4. Can communities overlap?

  • Jacob: In a sense, yes—higher-level communities contain lower-level communities within them. For example, a level-zero community is connected to multiple level-one communities, forming a hierarchical structure. However, communities on the same level do not overlap, as far as I know. Entities belong to only one community at any given level. If someone has a different understanding, feel free to correct me, but that’s my current interpretation of how it works.

5. Have you tried Groq with DeepSeek or Llama 3.3?

  • Jacob: I haven’t, unfortunately.

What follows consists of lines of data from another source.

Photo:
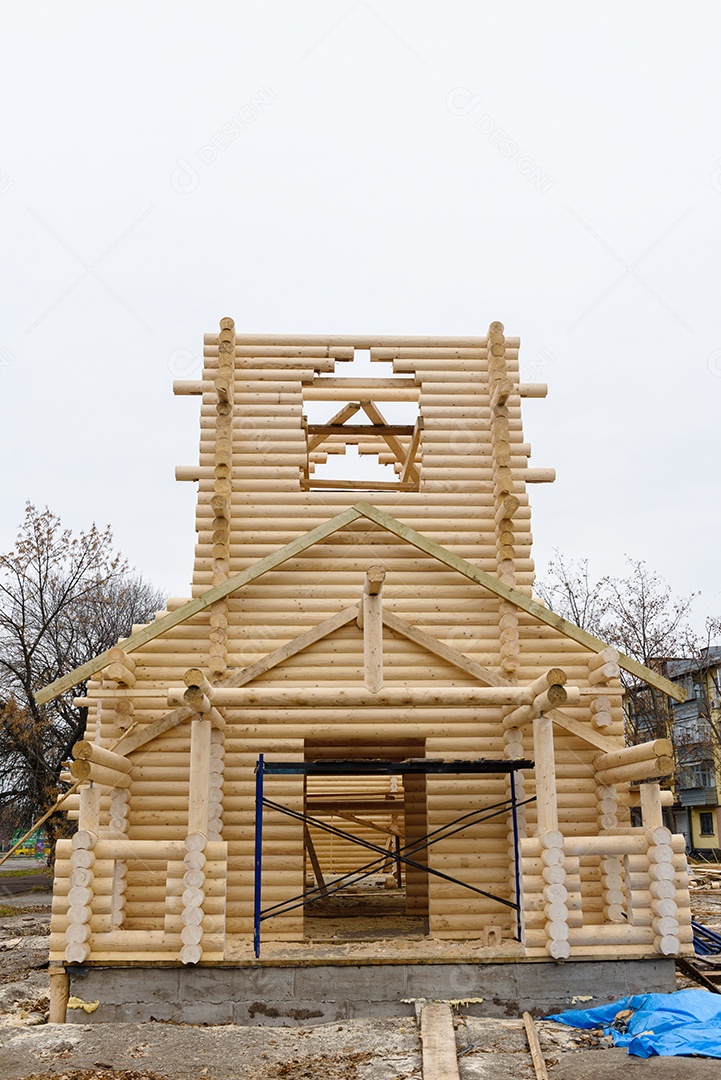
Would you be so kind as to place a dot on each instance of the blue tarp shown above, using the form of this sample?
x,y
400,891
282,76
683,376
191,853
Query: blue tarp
x,y
670,1025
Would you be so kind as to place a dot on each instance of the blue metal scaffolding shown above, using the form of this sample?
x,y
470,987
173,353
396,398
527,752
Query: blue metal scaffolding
x,y
375,768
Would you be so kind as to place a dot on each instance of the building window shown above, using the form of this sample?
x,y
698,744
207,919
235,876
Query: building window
x,y
695,774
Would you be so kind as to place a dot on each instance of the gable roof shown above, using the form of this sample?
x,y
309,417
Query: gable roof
x,y
366,510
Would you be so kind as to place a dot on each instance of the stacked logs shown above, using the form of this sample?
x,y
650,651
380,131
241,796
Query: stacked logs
x,y
548,691
100,766
505,501
80,896
545,893
121,669
641,761
513,747
220,500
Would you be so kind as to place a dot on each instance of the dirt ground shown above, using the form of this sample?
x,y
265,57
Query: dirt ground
x,y
388,1049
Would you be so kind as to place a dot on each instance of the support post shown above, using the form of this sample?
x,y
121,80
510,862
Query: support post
x,y
652,814
545,773
258,855
200,777
372,628
514,814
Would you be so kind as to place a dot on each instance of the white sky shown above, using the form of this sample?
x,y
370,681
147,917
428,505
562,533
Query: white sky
x,y
381,186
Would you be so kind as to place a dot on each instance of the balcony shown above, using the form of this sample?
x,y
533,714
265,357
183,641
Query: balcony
x,y
698,796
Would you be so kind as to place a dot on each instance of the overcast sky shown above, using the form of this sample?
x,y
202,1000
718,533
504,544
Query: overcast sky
x,y
396,166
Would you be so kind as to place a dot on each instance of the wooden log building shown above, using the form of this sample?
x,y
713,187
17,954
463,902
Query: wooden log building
x,y
356,621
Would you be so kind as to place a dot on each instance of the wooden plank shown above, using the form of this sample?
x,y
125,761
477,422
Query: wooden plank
x,y
409,462
366,385
200,603
515,597
489,677
384,430
320,880
534,1047
357,485
372,629
321,532
438,1039
293,647
375,414
339,418
139,737
689,969
485,675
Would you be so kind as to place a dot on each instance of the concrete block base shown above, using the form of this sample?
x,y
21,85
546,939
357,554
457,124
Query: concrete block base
x,y
317,994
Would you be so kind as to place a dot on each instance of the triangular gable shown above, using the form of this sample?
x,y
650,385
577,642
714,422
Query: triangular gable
x,y
481,578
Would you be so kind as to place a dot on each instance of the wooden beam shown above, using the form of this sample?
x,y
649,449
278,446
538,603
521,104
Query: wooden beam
x,y
484,675
372,629
356,485
375,414
352,804
516,597
315,863
321,532
138,737
489,677
201,603
384,430
293,647
141,736
408,464
338,419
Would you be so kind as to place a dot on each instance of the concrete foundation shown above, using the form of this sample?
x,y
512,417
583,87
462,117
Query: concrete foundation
x,y
293,995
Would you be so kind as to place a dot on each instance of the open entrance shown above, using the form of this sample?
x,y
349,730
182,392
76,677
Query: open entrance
x,y
379,859
356,901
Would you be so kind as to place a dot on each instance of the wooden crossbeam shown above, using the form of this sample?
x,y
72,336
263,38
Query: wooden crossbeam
x,y
409,463
517,598
384,430
489,677
375,414
140,737
321,532
201,603
338,420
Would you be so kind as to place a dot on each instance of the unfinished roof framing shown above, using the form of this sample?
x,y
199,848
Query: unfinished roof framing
x,y
351,619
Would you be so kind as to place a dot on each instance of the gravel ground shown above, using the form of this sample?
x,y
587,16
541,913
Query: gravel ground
x,y
386,1049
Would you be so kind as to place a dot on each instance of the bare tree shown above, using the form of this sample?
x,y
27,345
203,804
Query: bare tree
x,y
63,599
639,616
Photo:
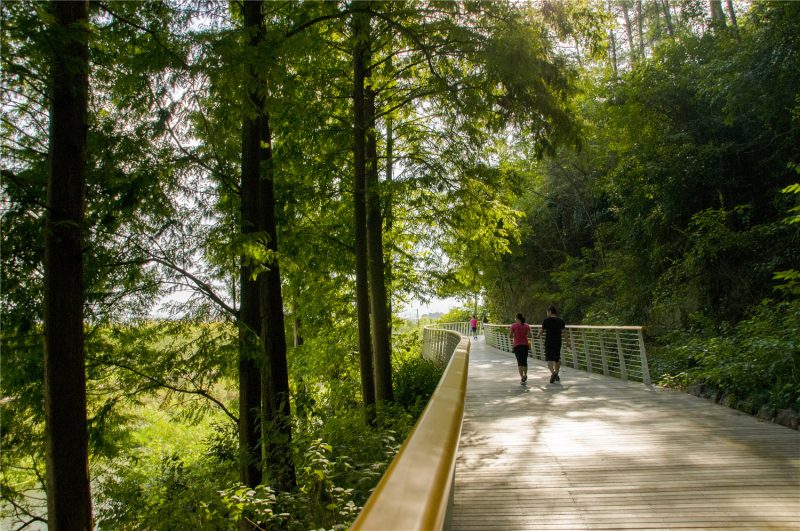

There’s been a lot of hype around DeepSeek, and from what I’ve heard, it’s quite good, especially when it comes to model training efficiency. But personally, I don’t work on training large models, so I haven’t tested it firsthand. I still think GPT-4 is currently better, but DeepSeek seems promising. As for Llama 3.3, I haven’t experimented with it yet either, but I’d be curious to see how it performs in real-world tasks.

6. GraphRAG is evolving quickly, and different implementations—like Microsoft’s GraphRAG—are gaining traction. What do you think about this approach, and if you were to start over, would you take a different direction?

  • Jacob: I think it’s a really solid approach. One of its biggest strengths is its ability to generalize over large amounts of information, making it much more efficient for question answering in production. I’ve built chatbots before, and when you rely on a straightforward vector database, you often retrieve too many documents—sometimes not even the most relevant ones. With GraphRAG, you’re offloading a lot of the processing upfront, structuring knowledge in advance rather than on demand. Once those communities and summaries are built, you don’t need to reprocess them every time a query is made.

    That said, I feel like what I’ve demonstrated so far is really just a starting point. There’s so much more to explore—especially in terms of graph traversal and querying strategies. The approach I showed today primarily focuses on creating communities, generating summaries, and indexing everything. But the next step is figuring out how to optimize querying, how to better traverse the graph, and how to improve ranking mechanisms.

    Since Microsoft’s GraphRAG paper came out last year, I expect this field to evolve significantly. It’s fascinating to see how new language models are emerging, making these techniques even more accessible and cost-effective. Running private, high-performance models is becoming increasingly viable, which could further improve the efficiency and scalability of GraphRAG solutions in the near future.